Dandandan opened a new pull request, #22354:
URL: https://github.com/apache/datafusion/pull/22354
## Which issue does this PR close?
<!-- No issue yet; happy to file one if preferred. -->
- Closes #.
## Rationale for this change
`OptimizedRegex` (introduced for ClickBench Q28-style patterns) already
handles `^...(capture).*$` → `${1}` by stripping the trailing `.*$` and running
the shortened regex with reusable `CaptureLocations`. That avoids `expand()`
and string allocation, but still pays for full regex matching on every row.

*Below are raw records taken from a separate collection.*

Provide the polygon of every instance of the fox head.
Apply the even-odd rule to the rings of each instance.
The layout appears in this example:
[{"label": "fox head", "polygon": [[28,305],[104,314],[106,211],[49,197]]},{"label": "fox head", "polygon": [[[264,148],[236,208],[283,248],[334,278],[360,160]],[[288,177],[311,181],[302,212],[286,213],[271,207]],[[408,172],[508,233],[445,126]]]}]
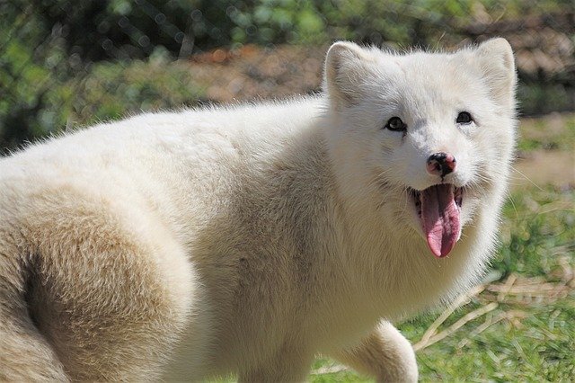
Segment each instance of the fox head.
[{"label": "fox head", "polygon": [[515,141],[513,52],[504,39],[455,53],[336,42],[325,60],[340,192],[447,255],[485,209],[497,219]]}]

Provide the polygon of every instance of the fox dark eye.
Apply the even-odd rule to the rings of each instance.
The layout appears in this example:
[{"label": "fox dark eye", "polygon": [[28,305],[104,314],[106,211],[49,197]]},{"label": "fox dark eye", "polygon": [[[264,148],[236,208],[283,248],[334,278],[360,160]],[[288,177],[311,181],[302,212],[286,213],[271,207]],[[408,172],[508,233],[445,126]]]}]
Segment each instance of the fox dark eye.
[{"label": "fox dark eye", "polygon": [[473,120],[473,119],[471,117],[471,114],[469,114],[468,111],[462,111],[457,114],[457,120],[456,122],[457,122],[458,124],[468,124]]},{"label": "fox dark eye", "polygon": [[407,129],[407,125],[399,117],[392,117],[385,124],[385,128],[394,131],[402,131]]}]

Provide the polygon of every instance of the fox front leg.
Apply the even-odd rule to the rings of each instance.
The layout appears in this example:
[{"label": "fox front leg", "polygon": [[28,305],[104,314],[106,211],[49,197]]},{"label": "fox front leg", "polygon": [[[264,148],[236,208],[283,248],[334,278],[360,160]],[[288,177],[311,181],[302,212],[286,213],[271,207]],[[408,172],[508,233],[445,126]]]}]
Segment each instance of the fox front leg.
[{"label": "fox front leg", "polygon": [[378,382],[417,382],[411,344],[388,322],[381,322],[359,345],[332,355]]}]

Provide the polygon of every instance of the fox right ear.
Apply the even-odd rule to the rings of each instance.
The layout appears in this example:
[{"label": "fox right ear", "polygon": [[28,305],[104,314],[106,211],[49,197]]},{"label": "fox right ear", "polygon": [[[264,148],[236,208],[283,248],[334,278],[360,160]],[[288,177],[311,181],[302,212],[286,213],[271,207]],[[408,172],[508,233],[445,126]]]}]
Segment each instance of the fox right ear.
[{"label": "fox right ear", "polygon": [[366,63],[371,60],[368,52],[353,42],[338,41],[332,45],[325,58],[323,88],[336,109],[358,102]]}]

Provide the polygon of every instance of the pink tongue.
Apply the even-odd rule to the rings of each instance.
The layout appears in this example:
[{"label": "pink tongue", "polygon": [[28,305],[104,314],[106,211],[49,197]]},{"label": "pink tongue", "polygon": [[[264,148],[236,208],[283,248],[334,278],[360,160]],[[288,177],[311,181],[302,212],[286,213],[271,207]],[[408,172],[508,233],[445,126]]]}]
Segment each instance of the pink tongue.
[{"label": "pink tongue", "polygon": [[421,192],[421,225],[428,245],[438,257],[449,254],[459,238],[459,209],[449,183]]}]

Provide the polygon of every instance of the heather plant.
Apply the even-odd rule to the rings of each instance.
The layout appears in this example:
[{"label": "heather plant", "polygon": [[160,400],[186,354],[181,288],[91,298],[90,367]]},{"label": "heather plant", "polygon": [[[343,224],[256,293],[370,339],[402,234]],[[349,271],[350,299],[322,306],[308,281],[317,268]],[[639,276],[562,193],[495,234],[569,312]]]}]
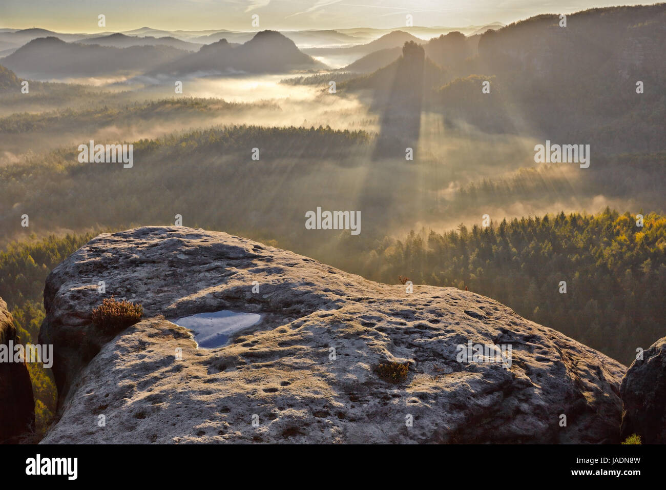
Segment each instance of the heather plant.
[{"label": "heather plant", "polygon": [[93,310],[93,323],[107,333],[119,332],[138,322],[143,307],[126,300],[119,301],[113,296],[105,298]]}]

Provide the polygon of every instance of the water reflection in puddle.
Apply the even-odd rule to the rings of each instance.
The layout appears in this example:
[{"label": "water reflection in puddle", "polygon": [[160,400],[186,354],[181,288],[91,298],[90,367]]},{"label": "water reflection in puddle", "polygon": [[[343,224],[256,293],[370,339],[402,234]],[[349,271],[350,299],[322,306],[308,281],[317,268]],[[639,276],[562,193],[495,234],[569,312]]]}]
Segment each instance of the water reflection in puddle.
[{"label": "water reflection in puddle", "polygon": [[174,321],[176,325],[192,331],[198,347],[213,349],[225,345],[236,332],[257,323],[261,315],[223,309],[208,313],[197,313]]}]

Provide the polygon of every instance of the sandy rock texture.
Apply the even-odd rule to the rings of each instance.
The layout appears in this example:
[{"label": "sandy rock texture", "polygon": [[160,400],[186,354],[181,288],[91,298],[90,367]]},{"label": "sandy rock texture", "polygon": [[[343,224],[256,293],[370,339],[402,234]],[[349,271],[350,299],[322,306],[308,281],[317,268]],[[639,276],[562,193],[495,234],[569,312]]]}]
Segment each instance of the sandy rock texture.
[{"label": "sandy rock texture", "polygon": [[[0,298],[0,344],[22,344],[7,303]],[[0,444],[15,444],[35,427],[35,399],[23,363],[0,362]]]},{"label": "sandy rock texture", "polygon": [[643,351],[622,380],[622,437],[666,444],[666,337]]},{"label": "sandy rock texture", "polygon": [[[47,280],[62,416],[43,442],[619,441],[625,366],[483,296],[406,287],[224,233],[101,235]],[[112,294],[145,315],[107,338],[91,312]],[[263,318],[210,350],[170,321],[222,309]],[[459,362],[470,341],[511,345],[510,368]]]}]

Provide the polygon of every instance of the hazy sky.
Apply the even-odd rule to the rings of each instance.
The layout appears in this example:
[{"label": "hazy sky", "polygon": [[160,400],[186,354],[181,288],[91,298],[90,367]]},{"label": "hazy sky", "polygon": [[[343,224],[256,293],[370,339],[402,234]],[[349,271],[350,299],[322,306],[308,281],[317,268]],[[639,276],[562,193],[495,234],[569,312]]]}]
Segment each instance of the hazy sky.
[{"label": "hazy sky", "polygon": [[[465,27],[509,23],[539,13],[593,7],[649,4],[629,0],[0,0],[0,27],[37,27],[60,32],[397,27],[412,14],[414,25]],[[106,27],[97,16],[106,15]]]}]

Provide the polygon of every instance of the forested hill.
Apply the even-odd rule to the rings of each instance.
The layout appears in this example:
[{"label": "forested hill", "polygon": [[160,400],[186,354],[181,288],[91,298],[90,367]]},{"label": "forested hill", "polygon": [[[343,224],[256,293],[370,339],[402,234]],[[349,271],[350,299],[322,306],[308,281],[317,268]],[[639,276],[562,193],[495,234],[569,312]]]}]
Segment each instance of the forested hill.
[{"label": "forested hill", "polygon": [[637,348],[666,331],[661,215],[645,216],[642,227],[635,216],[607,209],[412,232],[386,239],[360,261],[346,267],[388,283],[402,275],[414,284],[466,286],[627,365]]}]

For the common subset where the regex up to the capture reduces to a
**finite set of literal byte prefixes** and the capture has the form `([^X]+)X`
for a single ASCII byte `X`, we can do strictly better: parse the pattern's HIR
once at planning time, enumerate the literal prefix variants, and dispatch each
row to a `memchr`-based extractor — no regex engine involvement per row.
Patterns that fit this shape:
| Pattern | Prefix variants | Terminator |
|---|---|---|
| `^https?://(?:www\.)?([^/]+)/.*$` (ClickBench Q28) | `https://www.`,
`http://www.`, `https://`, `http://` | `/` |
| `^foo:([^,]+),.*$` | `foo:` | `,` |
| `^(?:foo\|bar\|baz):([^/]+)/.*$` | `bar:`, `baz:`, `foo:` | `/` |
Any pattern that doesn't fit (case-insensitive, multiline, non-ASCII
terminator, unbounded prefix) falls back to the existing `ShortenedRegex` path
with no change.
## Performance
Measured on ClickBench Q28 (`REGEXP_REPLACE(\"Referer\",
'^https?://(?:www\.)?([^/]+)/.*\$', '\1')`, partitioned dataset, `dfbench
--iterations 5 --query 28`, same machine):
| Build | Avg ms | Delta |
|---|---:|---:|
| Upstream main (shortened-regex only) | 4577.52 | baseline |
| Literal-prefix fast path | 2225.00 | **-51.4%** |
Per-iteration:
- Upstream: 4294.1, 4426.0, 4431.4, 5035.1, 4701.0
- Literal-prefix: 2417.5, 2178.1, 2244.0, 2154.8, 2130.6
## What changes are included in this PR?
- New `LiteralPrefixCaptureSpec` variant of the internal `ShortRegex` enum,
holding a deduplicated longest-first list of literal prefixes plus a
single-byte terminator.
- `try_recognize_literal_prefix_capture(pattern)` parses the pattern with
`regex-syntax::parse`, walks the HIR, enumerates prefix variants (bounded by
`MAX_PREFIX_VARIANTS = 32`), and verifies the capture is greedy `[^X]+`
followed by a literal `X`, `.*`, `\$`.
- Runtime extractor probes prefixes longest-first; on empty-capture failure
(the longest prefix consumes bytes the capture needs) it falls back to shorter
prefixes. That preserves the full regex's backtracking semantics for cases like
`http://www./path` against the Q28 pattern, where the regex prefers to leave
`www.` outside the optional so the capture is non-empty.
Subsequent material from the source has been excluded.